Two papers (Torres Ortiz and Brandherm) provide an accurate compilation of relevant 14C dates, as well as their implications for the chronology of Greek Geometric pottery, the development of contacts before Phoenician colonization, and the foundation dates of the earliest colonial towns in the West. Most contributors agree that, after a period of Mycenaean agency (14th–13th centuries B.C.E.), Cypriot and Levantine sailors played a major role (12th–10th centuries B.C.E.), fluidly taken up later by the Phoenicians and eventually leading to the foundation of their cities. Nevertheless, there is no proof that eastern Mediterranean sailors ever reached the Iberian peninsula before the Phoenician era, though the intermediate role of the central Mediterranean area (esp. Sardinia) is frequently claimed (in particular by Lo Schiavo). Escacena, however, holds that all contact with the Iberian peninsula was broken during the 12th and 11th centuries B.C.E. and that Phoenician colonization, starting in the late 10th century B.C.E., was a radically new process.
Despite the coeditors’ wishes, actual reflection on the relations between autochthonous communities and colonizers does not generally go beyond the acknowledgement that the former were not just passive subjects but rather had an active role in interaction. This is a recurrent concept, though no details are generally given about its actual historical content. This is partly because of relatively poor knowledge about late second- to early first-millennium indigenous societies, particularly in southern Spain (contrasting positions about this appear in Escacena’s and Ruiz Mata and Gómez-Toscano’s papers).

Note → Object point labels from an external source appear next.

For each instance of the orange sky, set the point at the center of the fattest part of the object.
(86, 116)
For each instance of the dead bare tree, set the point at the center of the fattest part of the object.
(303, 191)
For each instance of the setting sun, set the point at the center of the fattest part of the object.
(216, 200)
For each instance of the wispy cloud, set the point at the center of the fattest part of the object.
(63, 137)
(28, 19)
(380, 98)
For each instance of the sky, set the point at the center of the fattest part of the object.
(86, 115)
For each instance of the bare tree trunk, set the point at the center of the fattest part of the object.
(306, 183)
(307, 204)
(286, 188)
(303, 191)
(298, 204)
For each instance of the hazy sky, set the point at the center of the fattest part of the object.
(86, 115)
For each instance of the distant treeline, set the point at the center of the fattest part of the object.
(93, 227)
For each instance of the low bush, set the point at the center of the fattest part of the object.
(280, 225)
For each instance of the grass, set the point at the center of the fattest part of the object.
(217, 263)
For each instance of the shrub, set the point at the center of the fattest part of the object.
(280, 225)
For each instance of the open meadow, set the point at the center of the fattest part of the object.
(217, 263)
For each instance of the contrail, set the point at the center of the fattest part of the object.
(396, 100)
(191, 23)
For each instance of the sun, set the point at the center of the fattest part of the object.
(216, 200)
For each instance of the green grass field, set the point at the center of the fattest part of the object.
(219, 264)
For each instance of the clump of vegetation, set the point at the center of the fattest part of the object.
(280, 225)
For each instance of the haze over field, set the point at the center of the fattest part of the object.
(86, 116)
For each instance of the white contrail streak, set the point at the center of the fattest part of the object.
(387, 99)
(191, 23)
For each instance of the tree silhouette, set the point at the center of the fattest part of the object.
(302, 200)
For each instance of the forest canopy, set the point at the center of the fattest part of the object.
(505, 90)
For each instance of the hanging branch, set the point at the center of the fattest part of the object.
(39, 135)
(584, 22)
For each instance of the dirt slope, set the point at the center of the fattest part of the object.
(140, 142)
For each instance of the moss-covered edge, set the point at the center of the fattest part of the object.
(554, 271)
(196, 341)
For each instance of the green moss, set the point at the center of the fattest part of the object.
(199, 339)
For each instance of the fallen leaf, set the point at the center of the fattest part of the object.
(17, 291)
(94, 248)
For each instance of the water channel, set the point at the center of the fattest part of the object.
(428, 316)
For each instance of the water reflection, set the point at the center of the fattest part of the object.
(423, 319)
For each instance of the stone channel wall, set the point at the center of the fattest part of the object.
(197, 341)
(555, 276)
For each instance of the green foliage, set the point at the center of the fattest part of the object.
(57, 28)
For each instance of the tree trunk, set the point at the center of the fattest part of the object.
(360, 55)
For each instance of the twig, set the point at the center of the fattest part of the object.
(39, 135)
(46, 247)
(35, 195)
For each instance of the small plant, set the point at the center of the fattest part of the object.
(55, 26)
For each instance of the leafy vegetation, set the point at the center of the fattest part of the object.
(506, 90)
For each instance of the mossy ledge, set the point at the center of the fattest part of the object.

Yet it would be unfair to ignore several promising ideas. Among these, I mention the cohabitation proposed by Ruiz-Gálvez for the Iberian peninsula and by Bernardini for Sardinia, as well as the system of small coastal sites in the Balearic Islands with metallurgical and trading functions recognized by Guerrero. Also, with regard to metallurgy, Armada, Rafel, and Montero’s insight into the adoption of new techniques for the production of prestige bronze items and the local mixing of different craft traditions. And with regard to the definition of elite identities, I note the penetrating analysis by Perea and Ambruster on the shifting role of gold production and technological change under colonial influence.
Concluding remarks by the coeditors are rendered both in Spanish and English. They adequately summarize the contents of the volume and the different authors’ positions about the main issues under discussion, but by no means do they constitute a synthesis on the present state of pre-colonization. This remains to be accomplished; it certainly deserves a comprehensive analytic book that avoids the expected absences and discursive fragmentation of an article collection, such as the volume under review. Toward such a goal, the present volume would be invaluable.